Telangana Sada Bainama regularisation resumes, farmers face fresh hurdles
Telangana’s Sada Bainama land regularisation process has resumed after the affidavit rule was scrapped, but farmers continue to face delays. New procedures under the Bhu Bharathi Act, verification steps, and inconsistent implementation are slowing approvals and creating fresh uncertainty.
Published Date - 14 April 2026, 05:11 PM
Hyderabad: The long-delayed Sada Bainama regularisation process in Telangana has resumed this week. But instead of relief, farmers are now facing a maze of new procedures and uncertainty.
The Congress government recently scrapped the controversial rule requiring affidavits from both buyers and sellers. Introduced last year, the condition had stalled nearly nine lakh applications. While this move has technically revived the process, the ground reality remained far from smooth.
Nearly nine lakh farmers applied for regularisation in 2020 when the previous BRS government initiated the process. Following court cases and subsequent clearance, the current Congress government initiated the process last year, but mandated affidavits from both buyers and sellers, which paralysed the process.
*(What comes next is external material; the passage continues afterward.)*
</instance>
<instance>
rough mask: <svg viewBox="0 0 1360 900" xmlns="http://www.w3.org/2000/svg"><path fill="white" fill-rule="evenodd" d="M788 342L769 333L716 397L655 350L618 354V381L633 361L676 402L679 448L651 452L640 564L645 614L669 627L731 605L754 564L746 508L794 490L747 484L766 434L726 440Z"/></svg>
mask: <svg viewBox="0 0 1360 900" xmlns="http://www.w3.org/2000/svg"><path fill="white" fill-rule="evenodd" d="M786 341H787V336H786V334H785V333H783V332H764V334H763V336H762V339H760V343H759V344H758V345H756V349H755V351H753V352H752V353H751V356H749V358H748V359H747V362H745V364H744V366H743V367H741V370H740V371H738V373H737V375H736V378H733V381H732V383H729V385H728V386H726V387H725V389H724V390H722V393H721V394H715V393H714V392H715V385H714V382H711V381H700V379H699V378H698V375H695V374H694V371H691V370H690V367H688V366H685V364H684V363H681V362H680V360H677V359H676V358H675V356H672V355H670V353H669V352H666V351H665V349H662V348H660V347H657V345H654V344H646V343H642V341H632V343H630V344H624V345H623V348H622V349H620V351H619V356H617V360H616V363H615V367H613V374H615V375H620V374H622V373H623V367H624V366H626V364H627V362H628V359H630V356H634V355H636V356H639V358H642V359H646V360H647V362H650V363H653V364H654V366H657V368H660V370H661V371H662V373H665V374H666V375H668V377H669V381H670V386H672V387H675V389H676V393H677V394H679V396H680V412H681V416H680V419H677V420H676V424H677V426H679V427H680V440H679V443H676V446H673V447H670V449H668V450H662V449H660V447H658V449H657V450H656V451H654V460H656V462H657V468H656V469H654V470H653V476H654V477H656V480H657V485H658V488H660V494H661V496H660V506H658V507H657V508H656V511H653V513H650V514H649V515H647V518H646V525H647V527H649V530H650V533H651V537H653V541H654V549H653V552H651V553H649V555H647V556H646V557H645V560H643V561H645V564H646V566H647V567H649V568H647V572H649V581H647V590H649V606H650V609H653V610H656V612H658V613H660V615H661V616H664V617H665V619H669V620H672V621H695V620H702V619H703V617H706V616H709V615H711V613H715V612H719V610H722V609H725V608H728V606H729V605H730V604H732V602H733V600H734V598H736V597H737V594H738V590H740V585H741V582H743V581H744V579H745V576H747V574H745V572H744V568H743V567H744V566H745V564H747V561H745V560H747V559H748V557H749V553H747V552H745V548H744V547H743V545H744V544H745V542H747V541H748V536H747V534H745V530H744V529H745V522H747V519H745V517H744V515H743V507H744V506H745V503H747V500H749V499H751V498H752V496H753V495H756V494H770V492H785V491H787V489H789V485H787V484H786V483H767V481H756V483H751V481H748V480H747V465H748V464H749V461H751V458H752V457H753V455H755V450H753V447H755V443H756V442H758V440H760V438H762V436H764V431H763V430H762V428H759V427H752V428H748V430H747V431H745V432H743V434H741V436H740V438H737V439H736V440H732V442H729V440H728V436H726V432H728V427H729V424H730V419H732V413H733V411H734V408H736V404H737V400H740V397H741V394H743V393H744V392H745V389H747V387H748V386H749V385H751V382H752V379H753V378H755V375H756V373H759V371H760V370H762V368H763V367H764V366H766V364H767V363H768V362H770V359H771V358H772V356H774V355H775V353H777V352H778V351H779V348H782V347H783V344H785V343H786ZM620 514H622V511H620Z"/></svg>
In thousands of cases, original sellers were either untraceable or unwilling to come forward, leading to mass rejections by district collectors. Farmers who had purchased land through simple agreements were left in limbo, unable to secure legal title. After growing complaints, the government scrapped the rule. With the process resuming, district collectorates are flooded with appeals to revisit previously rejected applications, creating fresh pressure on an already burdened system.
Another challenge is the new framework under the Bhu Bharathi Act. Unlike earlier, when Tahsildars handled cases locally, the responsibility now rests with Revenue Divisional Officers (RDOs). This shift has added multiple layers, including field verification by revenue officials, document scrutiny, and digital entry on the portal, making the process slower and more complex.
Further, farmers are required to submit affidavits backed by strong evidence, attend inquiries in person, and wait through a 30-day objection period. Notices are also being issued to neighbouring landowners, further complicating matters. Any objection can delay or derail the case entirely.
In many older cases, especially involving pre-2014 transactions, lack of proper documentation remains another major hurdle. Even without the seller affidavit rule, proving ownership is becoming difficult for many applicants. There is also confusion at the field level. Officials across districts are interpreting guidelines differently, raising fears of inconsistent decisions and further delays.
While the government claimed that the revised system would ensure transparency, farmers remained sceptical. For many farm land owners, the restart feels less like a solution and more like a reset, with the same bureaucracy, new rules, and no clear timeline for resolution.